To understand how the substrate binding pocket of LiAcs1 allows for dual substrate functionality, we tested a series of acyl-AMP intermediate mimicking AMP-esters of varying sizes. We observed a more promiscuous substrate binding pocket than either acetate- or acetoacetate-specific enzymes CnAcs1 or CnKbc1. While CnAcs1 primarily accommodates small AMP-esters and CnKbc1 only accommodates the large butyl-AMP ester, LiAcs1 is able to accommodate both small and large AMP-esters. Looking at either the primary sequence homology and or the structural homology of LiAcs1 to previously characterized ACSs and KBCs, we could not identify an obvious molecular basis that allows for expanded AMP-ester binding or dual ACS/KBC functionality. We attempted to perform a specificity-determining-sites detection strategy utilizing category informed multiple sequence alignment tools: however, we quickly realized that while the annotated pool of ACS and KBC enzymes is quite large the biochemical confirmation of their substrate specificity is sparse. Additionally, given that LiAcs1 operates in a newly described third category with ACS/KBC dual functionality it is currently unclear what fraction of annotated ACSs also contain KBC functionality.

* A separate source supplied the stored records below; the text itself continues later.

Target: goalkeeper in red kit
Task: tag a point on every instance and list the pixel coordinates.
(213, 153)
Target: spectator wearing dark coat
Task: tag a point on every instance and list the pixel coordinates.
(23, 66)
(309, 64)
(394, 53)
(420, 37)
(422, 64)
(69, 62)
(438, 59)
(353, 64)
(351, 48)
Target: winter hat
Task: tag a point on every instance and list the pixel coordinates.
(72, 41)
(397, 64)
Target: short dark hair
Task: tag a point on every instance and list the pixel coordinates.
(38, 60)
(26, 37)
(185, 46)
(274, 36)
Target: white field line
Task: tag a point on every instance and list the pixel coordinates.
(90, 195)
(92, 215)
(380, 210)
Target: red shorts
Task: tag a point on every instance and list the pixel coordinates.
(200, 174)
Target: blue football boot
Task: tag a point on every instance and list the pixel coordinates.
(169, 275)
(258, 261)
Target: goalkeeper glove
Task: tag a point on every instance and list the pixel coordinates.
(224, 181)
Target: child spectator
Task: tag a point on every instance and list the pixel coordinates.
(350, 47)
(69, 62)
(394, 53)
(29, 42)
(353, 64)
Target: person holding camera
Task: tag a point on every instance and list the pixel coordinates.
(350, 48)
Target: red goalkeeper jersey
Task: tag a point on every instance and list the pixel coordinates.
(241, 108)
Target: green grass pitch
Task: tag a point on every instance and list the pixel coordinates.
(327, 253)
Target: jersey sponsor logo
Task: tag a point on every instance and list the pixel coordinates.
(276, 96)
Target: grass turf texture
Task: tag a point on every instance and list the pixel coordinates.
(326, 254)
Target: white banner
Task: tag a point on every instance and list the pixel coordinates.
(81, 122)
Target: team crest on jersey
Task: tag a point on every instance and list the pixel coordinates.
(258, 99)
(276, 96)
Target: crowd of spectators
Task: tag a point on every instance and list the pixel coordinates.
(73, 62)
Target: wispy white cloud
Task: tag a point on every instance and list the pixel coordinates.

There are multiple pieces of data to suggest that LiAcs1 substrate specificity may be governed by emergent properties that contribute to overall protein flexibility rather than any specific set of substrate-binding residues for this class of enzymes. We already know the CTD flexibility for this class of enzymes is enormous given the dramatic shift between the AD and TE conformations. Overall enzyme and substrate pocket flexibility is likely governed by multiple intramolecular interactions that may include substrate pocket adjacent intramolecular interactions. These interactions can have distal effects to protein stability and substrate accommodation that are not easily discerned. We provide a great example of this in our observation that substrate binding in the AD conformation appears to affect CoA binding in the TE conformation. This became clear as indicated by the difference in CoA substrate inhibition for LiAcs1 when either acetate or acetoacetate is supplied. We suspect these complex interactions contribute to LiAcs1 exhibiting an expanded substrate pocket flexibility and is supported by an expanded AMP-ester–binding profile. This broad substrate accommodation straddles ACS and KBC AMP-ester–binding profiles. The most compelling data to suggest substrate pocket flexibility is our observation that a substrate pocket widening occurs in the ethyl-AMP bound state for LiAcs1 beyond what we had previously described for CnAcs1 and this substrate pocket widening allows for acetoacetate accommodation. Together, this data supports an overall flexibility of LiAcs1 that may contribute to its expanded substrate profile and may also explain why LiAcs1 does not form a trimer like CnAcs1 or CnKbc1. Aside from simply having a larger substrate pocket, acetoacetate accommodation hinges on the acetate binding conformation observed in the LiAcs1 structure but not for CaAcs2.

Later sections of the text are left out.